Debbie Reynolds and Raymax Productions, LTD, ("Raymax"), a corporation
wholly-owned by Ms. Reynolds, terminated their services agreement with
the Company in November 1996 due to the Company's default under the
agreement. Raymax has agreed to render showroom and other services on
an "at will" basis, terminable anytime. In addition, in November 1996
Ms. Reynolds terminated her License Agreement with the Company with
respect to her Hollywood memorabilia collection and her name and
likeness due to the Company's defaults. Also, Hollywood Motion Picture
and Television Museum, a non-profit organization, has terminated its
License Agreement with the Company with respect to its Hollywood
memorabilia collection due to the Company's defaults, effective
January 1997.
The Company's principal executive offices are located at 305
Convention Center Drive, Las Vegas, Nevada 89109 and its telephone
number is (702) 734-0711.
(2) Capital Stock Transactions
See (Item 2) Management's Discussion and Analysis, (2) Liquidity and
Capital Resources, for additional discussions of the Company's capital
stock transactions.
(3) Contingencies
The Company is involved in various claims and legal actions. In the opinion
of management, the ultimate disposition of these matters has been evaluated
and those claims considered probable and estimable have been accrued for.

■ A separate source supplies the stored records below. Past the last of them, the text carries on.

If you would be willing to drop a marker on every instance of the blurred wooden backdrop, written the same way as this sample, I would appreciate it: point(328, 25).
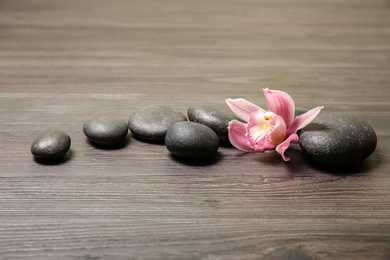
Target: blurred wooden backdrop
point(63, 62)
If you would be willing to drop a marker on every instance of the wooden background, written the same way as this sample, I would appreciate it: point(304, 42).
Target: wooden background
point(63, 62)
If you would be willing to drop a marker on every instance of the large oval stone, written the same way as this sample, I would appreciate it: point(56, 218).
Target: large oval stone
point(151, 123)
point(51, 144)
point(191, 140)
point(217, 117)
point(335, 138)
point(105, 130)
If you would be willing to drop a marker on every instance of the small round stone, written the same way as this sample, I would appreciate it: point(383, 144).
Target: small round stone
point(105, 130)
point(217, 117)
point(335, 138)
point(151, 123)
point(51, 144)
point(191, 140)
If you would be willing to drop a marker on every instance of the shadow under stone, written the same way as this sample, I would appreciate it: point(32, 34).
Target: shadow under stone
point(117, 146)
point(197, 161)
point(55, 161)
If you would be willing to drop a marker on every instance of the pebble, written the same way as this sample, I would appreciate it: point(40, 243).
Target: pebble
point(105, 130)
point(192, 140)
point(337, 139)
point(151, 123)
point(51, 144)
point(217, 117)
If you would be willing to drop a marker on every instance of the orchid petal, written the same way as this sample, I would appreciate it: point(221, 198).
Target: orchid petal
point(281, 148)
point(279, 132)
point(237, 136)
point(242, 108)
point(281, 104)
point(303, 120)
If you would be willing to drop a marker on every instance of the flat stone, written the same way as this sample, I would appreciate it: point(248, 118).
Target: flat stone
point(151, 123)
point(51, 144)
point(335, 138)
point(105, 130)
point(192, 140)
point(217, 117)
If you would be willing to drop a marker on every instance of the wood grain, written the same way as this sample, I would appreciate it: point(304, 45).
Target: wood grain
point(63, 62)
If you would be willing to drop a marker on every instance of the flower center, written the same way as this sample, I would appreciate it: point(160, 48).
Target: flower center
point(265, 130)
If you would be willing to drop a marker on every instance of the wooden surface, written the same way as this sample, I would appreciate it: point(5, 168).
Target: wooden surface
point(63, 62)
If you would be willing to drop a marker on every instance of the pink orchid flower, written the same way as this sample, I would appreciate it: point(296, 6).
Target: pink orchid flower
point(264, 131)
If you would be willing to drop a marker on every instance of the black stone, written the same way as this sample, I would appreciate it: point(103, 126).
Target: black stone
point(335, 138)
point(51, 144)
point(105, 130)
point(192, 140)
point(217, 117)
point(151, 123)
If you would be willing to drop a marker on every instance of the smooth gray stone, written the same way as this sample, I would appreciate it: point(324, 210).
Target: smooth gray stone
point(105, 130)
point(151, 123)
point(192, 140)
point(217, 117)
point(51, 144)
point(335, 138)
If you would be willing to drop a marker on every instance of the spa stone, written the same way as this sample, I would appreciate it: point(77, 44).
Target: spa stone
point(151, 123)
point(217, 117)
point(192, 140)
point(51, 144)
point(337, 139)
point(105, 130)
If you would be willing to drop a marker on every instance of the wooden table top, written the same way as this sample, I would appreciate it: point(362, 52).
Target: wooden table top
point(63, 62)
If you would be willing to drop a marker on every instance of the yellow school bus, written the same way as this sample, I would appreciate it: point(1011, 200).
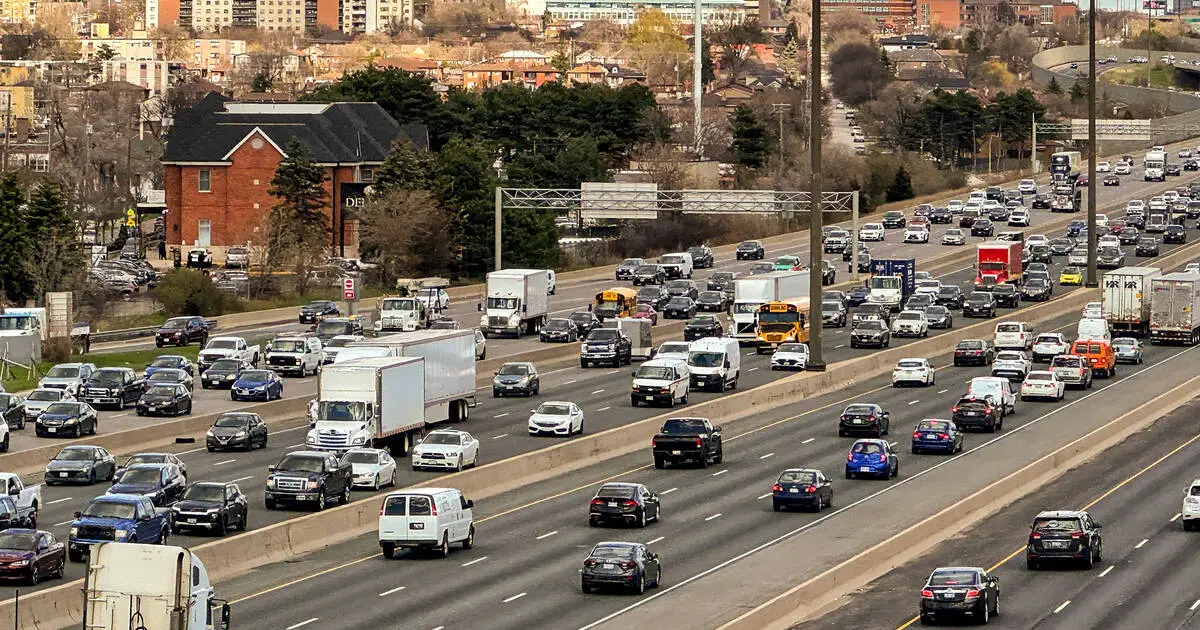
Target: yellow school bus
point(783, 323)
point(613, 303)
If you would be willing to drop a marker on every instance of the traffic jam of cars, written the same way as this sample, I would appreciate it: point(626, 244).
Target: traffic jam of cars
point(358, 435)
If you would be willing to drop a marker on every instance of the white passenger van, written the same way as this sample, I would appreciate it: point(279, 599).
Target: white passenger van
point(430, 519)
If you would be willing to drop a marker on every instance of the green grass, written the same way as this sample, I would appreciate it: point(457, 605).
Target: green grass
point(21, 381)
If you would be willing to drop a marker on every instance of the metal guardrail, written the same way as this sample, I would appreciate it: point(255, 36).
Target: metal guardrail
point(135, 333)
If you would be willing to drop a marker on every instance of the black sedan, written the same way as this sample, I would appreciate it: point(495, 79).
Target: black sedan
point(702, 327)
point(166, 400)
point(679, 307)
point(237, 430)
point(316, 310)
point(983, 227)
point(1147, 247)
point(1175, 234)
point(802, 487)
point(210, 507)
point(31, 555)
point(959, 592)
point(81, 465)
point(713, 301)
point(222, 373)
point(624, 503)
point(558, 329)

As of June 30, 1996 the Company has accrued $450,000 for these claims.
See Part II (Other Information), Item 1 (Legal Proceedings) for lawsuits
filed against the Company.
================================================================================
Page 9 of 16
<PAGE>
Form 10-QSB
================================================================================
PART I. ITEM 2. MANAGEMENT'S DISCUSSION AND ANALYSIS OR PLAN OF OPERATIONS
(1) Overview
The accompanying consolidated financial statements include the accounts of
Debbie Reynolds Hotel & Casino, Inc. (the Company), formerly Halter Venture
Corporation (Halter) and its present wholly-owned subsidiaries, Debbie
Reynolds Management Company, Inc., formerly Debbie Reynolds Hotel & Casino,
Inc. (DRMC) and its wholly-owned subsidiary, Debbie Reynolds Resorts, Inc.

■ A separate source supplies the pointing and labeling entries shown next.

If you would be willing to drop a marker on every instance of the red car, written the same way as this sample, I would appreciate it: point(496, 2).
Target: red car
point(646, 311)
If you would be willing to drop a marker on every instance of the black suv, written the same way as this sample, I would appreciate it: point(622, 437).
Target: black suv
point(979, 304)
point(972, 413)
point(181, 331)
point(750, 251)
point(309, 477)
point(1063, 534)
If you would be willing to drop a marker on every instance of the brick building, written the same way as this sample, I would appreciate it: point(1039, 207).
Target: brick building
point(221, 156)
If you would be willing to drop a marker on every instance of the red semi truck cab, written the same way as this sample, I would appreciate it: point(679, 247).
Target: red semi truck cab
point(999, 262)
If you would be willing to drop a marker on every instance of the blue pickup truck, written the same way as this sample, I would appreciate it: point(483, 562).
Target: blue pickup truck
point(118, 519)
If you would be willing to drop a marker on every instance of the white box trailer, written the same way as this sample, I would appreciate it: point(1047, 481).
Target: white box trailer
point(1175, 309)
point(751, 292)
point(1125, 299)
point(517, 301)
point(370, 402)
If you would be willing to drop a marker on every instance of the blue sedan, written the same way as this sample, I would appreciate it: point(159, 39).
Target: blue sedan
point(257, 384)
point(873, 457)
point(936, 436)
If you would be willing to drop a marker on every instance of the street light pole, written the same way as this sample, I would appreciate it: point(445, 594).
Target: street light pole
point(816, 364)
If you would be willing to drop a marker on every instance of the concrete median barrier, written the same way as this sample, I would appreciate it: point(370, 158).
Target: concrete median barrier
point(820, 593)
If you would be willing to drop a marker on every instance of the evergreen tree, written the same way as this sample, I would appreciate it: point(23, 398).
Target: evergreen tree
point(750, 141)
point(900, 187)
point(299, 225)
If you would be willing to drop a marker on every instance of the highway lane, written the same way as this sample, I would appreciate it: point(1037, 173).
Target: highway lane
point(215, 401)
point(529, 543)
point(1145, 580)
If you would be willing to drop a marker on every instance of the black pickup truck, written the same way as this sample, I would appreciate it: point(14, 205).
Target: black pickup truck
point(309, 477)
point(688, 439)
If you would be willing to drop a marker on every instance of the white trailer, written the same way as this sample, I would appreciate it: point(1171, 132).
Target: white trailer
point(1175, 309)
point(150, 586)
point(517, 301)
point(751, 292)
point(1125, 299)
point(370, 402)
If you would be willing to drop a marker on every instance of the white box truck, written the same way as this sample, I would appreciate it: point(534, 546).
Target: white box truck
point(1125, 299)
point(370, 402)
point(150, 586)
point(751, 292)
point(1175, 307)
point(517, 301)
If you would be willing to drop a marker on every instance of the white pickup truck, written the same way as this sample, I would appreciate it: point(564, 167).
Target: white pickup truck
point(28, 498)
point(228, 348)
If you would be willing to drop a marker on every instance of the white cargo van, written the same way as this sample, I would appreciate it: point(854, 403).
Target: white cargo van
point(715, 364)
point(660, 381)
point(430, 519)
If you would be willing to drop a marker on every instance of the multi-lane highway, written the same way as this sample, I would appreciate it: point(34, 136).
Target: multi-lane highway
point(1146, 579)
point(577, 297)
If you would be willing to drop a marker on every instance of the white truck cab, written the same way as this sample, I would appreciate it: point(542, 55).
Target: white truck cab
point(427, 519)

(DRRI). The accompanying consolidated financial statements reflect the
historical operations of DRMC and DRRI.
(2) Liquidity and Capital Resources
In February 1995, the Company obtained a $525,000 loan from Bennett, the
proceeds of which were principally used in the construction of the museum
and for general corporate purposes. The loan bears interest at 13% and is
due and payable March 22, 1997. The loan is secured by the Company's real
and personal property.
In May 1995, the Company obtained a $340,000 loan from Bennett, the
proceeds of which were principally used for general corporate purposes. The
loan bears interest at 13% and is due and payable March 22, 1997. The loan
is secured by the Company's real and personal property.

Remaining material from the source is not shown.